All in all, I guess you could say my position, on my reading of scripture, was a "weak complimentarian" position. Weak, on two counts: I saw no obstacle to women leading worship, prayer, and so forth, only to normative (doctrine-espousing) preaching and leadership, and secondly, weak in the sense that when encountering the latter I was going to generally grin and bear it - perhaps to the point of deciding not to listen to the sermon, rather than accidentally not doing so :-). With all my heart, I wanted to believe something different - namely that in the late 20th century men and women were all called together to the work of the kingdom, and we should make no distinction - but I couldn't, in honesty, find it in scriputre to believe that, so I lived with that tension.

That came to a head somewhat when I was invited to join the leadership of my local church. As a regular member, I didn't have to go along with everything the church did. But I felt that as a leader, I couldn't endorse the ministry of women preaching, nor among the leadership, so it seemed wise to decline.

But by the second time I was asked, I was in the middle of learning about this crazy band of people who might go under the banner of "emerging church", or variations on that theme. Not only was what they were doing culturally relevant, it also began to imply a very different kind of postmodern exegesis of scripture. Being an academic, that kind of line of thinking wasn't totally alien to me - though my part of science has yet to grasp hold of it entirely. But I began to see (and I think I am still only beginning) how to apply that thinking to the way I read scripture: not as a rejection of Evangelical principles, but a development of them.

That does mean placing more weight on the culture in and into which the original text was written. And, indeed, it means realising that we don't always know as much as we'd like about that culture. For that matter, it means realising that many of the cherished ways of interpreting things are a matter of tradition alone: oft repetition really doesn't make them true.

So, on the matter of women's ministry, here's where I've ended up. Would Paul, in his day, have been dismissive of women in leadership and preaching? Yes, it seems so, at least in some places, at some times. Would Paul expect his teaching to last for all time? Most probably, yes. Would he therefore be upset with the practice of [my group of] Christians today? More than likely. Would he be right about that? No. So, right now, here, is there any problem with men and women sharing equally in all Kingdom activity? None at all.

The fourth question and answer is the kicker, as far as evangelicalism is concerned. What reason have I to reach such a conclusion? Why, the whole revelation of God. Faith, reason, scripture. We do lip-service to the idea that the bible needs interpreting, isn't simply a rule-book, isn't akin to the ever-unchanging Koran. But too frequently we fail to embrace what that really means. The Evangelical custom has been to take the text and twist it until it means what we want it to, even to the point of making a reading which plainly wasn't in the mind of the original author. Of course, finding meaning which wasn't known to the writer is a valid interpretative method (it applies, after all, to much OT prophecy), but to go so far as to say that that meaning is normative seems, well, several steps too far. I'm much happier with a "that was then; this is now" argument, even though it feels more tentative and provisional; less grounded.

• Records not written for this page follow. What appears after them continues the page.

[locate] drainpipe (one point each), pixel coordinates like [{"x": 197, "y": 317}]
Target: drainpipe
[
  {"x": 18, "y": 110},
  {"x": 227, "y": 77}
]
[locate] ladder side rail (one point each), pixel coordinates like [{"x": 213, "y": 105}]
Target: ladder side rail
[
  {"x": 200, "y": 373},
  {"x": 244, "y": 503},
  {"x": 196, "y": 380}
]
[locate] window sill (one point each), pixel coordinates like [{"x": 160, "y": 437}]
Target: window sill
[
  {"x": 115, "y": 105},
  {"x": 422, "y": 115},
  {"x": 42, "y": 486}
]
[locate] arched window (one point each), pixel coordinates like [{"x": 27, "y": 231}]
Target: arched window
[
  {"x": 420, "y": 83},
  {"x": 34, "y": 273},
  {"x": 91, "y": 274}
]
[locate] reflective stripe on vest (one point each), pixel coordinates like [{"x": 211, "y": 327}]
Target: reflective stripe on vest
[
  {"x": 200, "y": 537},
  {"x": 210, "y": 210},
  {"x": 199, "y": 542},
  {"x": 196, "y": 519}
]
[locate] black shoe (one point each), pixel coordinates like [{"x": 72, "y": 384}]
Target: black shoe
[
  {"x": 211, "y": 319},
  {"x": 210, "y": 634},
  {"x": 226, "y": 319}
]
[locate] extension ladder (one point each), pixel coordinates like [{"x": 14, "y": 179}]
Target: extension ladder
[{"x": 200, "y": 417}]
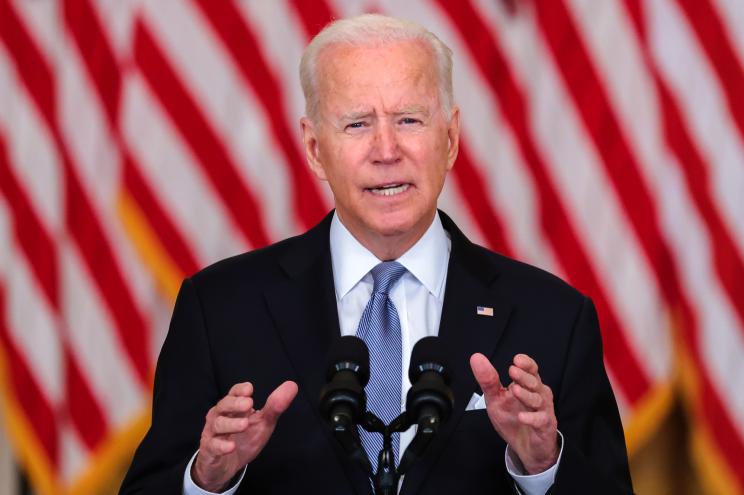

I could be wrong, I know. But I have peace. I haven't stopped seeking after truth, and I don't think I've properly grasped the extent and shape of this. But I have stopped worrying.

2 comments:

Anonymous said...

American Ruth put me onto this ... mostly because I have a ah-ha feminist moment myself this week (which I blogged about)

You write ... "I'm much happier with a "that was then; this is now" ... argument," ( even though it feels more tentative and provisional; less grounded.)

I think I agree with that.

I'm currently writing an assignment on the priesthood of all believers ... and keep coming back to Paul's point that we are the body of Christ - we are all needed - and that there is no Greek, slave/free or male/female - we are all ONE in Christ. I find that interesting in today's emergent /emerging church context.

Andrew said...

Thank you. See my comments on your blog.